Heute wurde das Jahr des Glaubens in Wien vorgestellt. Geteilte Einschätzung. Pattstellung ist das Stichwort. „Step back“, schreibt der Blogger Georg. Stefan, der @frei_denk_er twittert überhaupt ganz kritisch: „Jahr des Raubens wäre wohl die richtige Bezeichnung: Dieser Hirtenbrief raubt mir den letzten Nerv.“ Dass die organisierten Reformer das kritisch sehen, lag nicht nur in der Luft, sondern hat sich längst manifestiert. Daraus ist mittlerweile ein Ritual geworden, ein innerkirchliches mit großer medialer Wirkung. Da bleibt kein Spalt für Neues. Wo sich ein Spalt auftut, da schreiben Medien hinein. Es ist ihre Aufgabe, Inkongruenzen aufzuzeigen. Das wünschen wir uns beim U-Ausschuss und genauso bei der sogenannten organisierten Euro-Rettung. Das letzte Publik-Forum liegt am Stoß neben mir: Wer rettet den Euro vor den Euro-Rettern. Wer rettet die Kirche vor den Kirchenrettern – dort wie da, oben wie unten. Wenn sich etwas ganz und gar „verfangen“ hat (in der Ehe, Firma, Politik, Schule, Verein,…), dann ist sicher der „step back“ hilfreich.
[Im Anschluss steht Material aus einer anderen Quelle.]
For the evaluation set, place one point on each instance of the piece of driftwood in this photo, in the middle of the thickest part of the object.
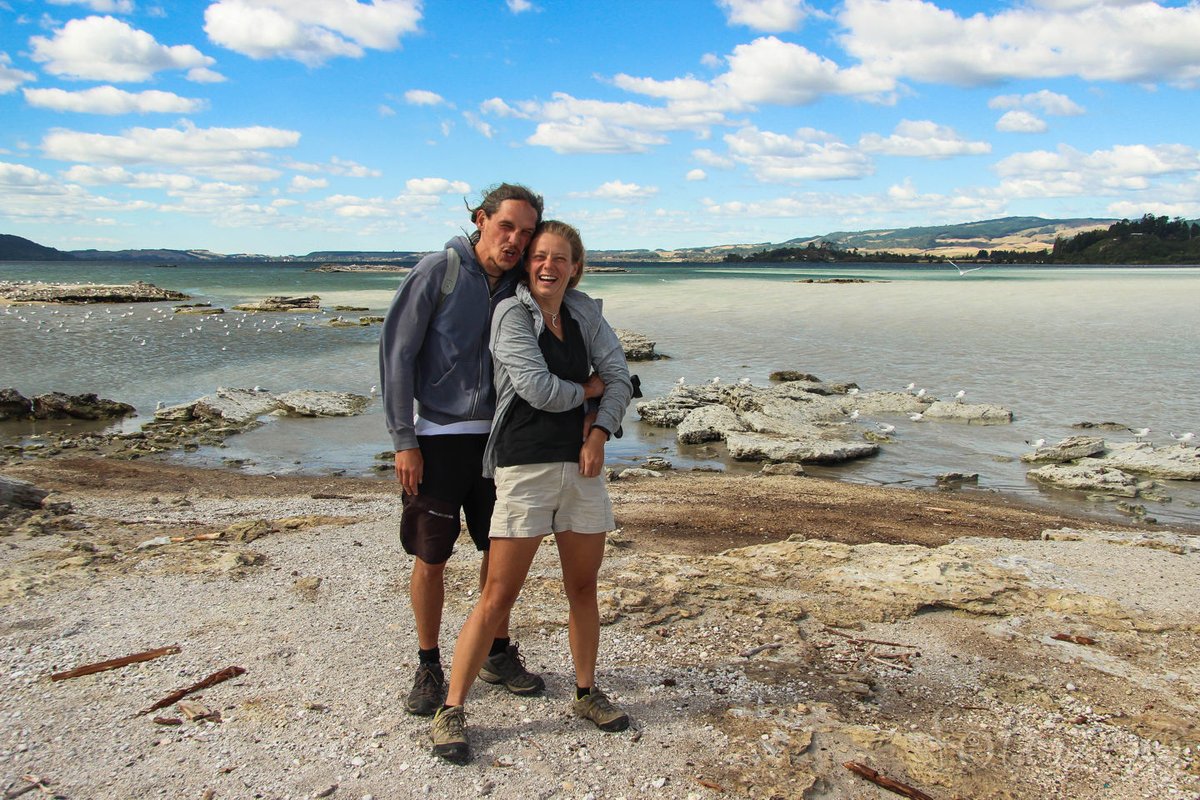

Aber was feiern wir morgen?

The others will pay

Zur Zeit des Hl. Franziskus und der Hl. Klara hat sich die Kirchenspitze irgendwie verlaufen gehabt. Macht, Einfluss, Geld, Prunk und Imponiergehabe. Während Franziskus San Damiano (das verfallene Kirchlein, wo Franziskus gehört hat: Baue meine Kirche auf) wieder aufbaut, sind alle mit der Errichtung des Domes in Assisi beschäftigt. Franziskus setzt bei der kleinen Kirche außerhalb der Stadt an. Da war er gleich einmal „voll daneben“. Die Menschen hatten es aber satt, am weltlichen Prunk und der Logik der Macht und Größe mitzumachen. Es ist wie heute. Was wird nicht alles „aufgeführt“, um den größeren Eindruck zu machen. Damals waren es Dome und Türme aus Stein. Heute sind es Inserate für ein großes Image. Bilder prägen sich ein. Wer nicht in den Medien ist, ist außerhalb der „Stadt“. Dort war Franziskus. Dort startet er. Think big and start small. Das war anders als heute: Inseriere kräftig mit dem Steuergeld. Only me and start big. The others will pay.

Step back and be naked

Franziskus hat es ganz anders auf die Spitze getrieben. Er stellt sich nackt vor seinen Eltern, den Menschen und dem Bischof auf den Stadtplatz von Assisi. Wer selber Kinder hat, der kann mit den Eltern mitfühlen. Erfolg, Macht und Einfluss waren im Raum. Beste Chancen und „er will nicht“. Da steht der Sohn, nackt. Das Bild (siehe Bild) zeigt eine interessante Reaktion des Bischofs: „Verhüllen“. Auf das Bild bin ich in der Po-Ebene gestoßen, bei 40 Grad Hitze. Dort haben mich tagelang diese Fragen nicht mehr verlassen: „Warum stellt sich der Bischof nicht nackt neben Franziskus, damit er den ganz tiefen Grund des Evangeliums unterstreicht, den Franziskus herausgekehrt hat?“ Das Gehen in der Hitze treibt manche Gedanken auf die Spitze. Das hat Einsichten zur Folge: Es ist alleine die Dankbarkeit, die uns Geborgenheit geben kann. Das erfüllt uns mit aufrechter Demut gegen alle Arroganz, die in uns schlummert. Nacktheit bringt die aufrechte Dankbarkeit und Demut zum Ausdruck. Das ist die Annäherung an das wahre Selbst, wie es Richard Rohr in seinem Buch „Befreiung vom Ego – Wege zum wahren Selbst“ beschreibt. Seite 28: „Das falsche Selbst muss sich ständig reproduzieren, daher die permanente Unruhe und Unsicherheit. Das wahre Selbst muss sich nur enthüllen, selbst erkennen. Es ist bereits da. Jeder Mensch ist ein Tabernakel Gottes.“ Steuert das der Hirtenbrief an? Ist das gemeint, wenn wir das „Jahr des Glaubens“ begehen? Nackt werden? Ohne Unterschied und Ausnahme?

Franziskus hat etwas ausgelöst. Diese Nacktheit habe ich beim Gehen erlebt. Es ist beschämend und befreiend zugleich, nackt zu werden und zu sein. „Loslossn is a Hund“, sagt ein Bekannter immer wieder. No fear. Keine Angst. Ein frohes Herz ist die Folge. Danke Franziskus.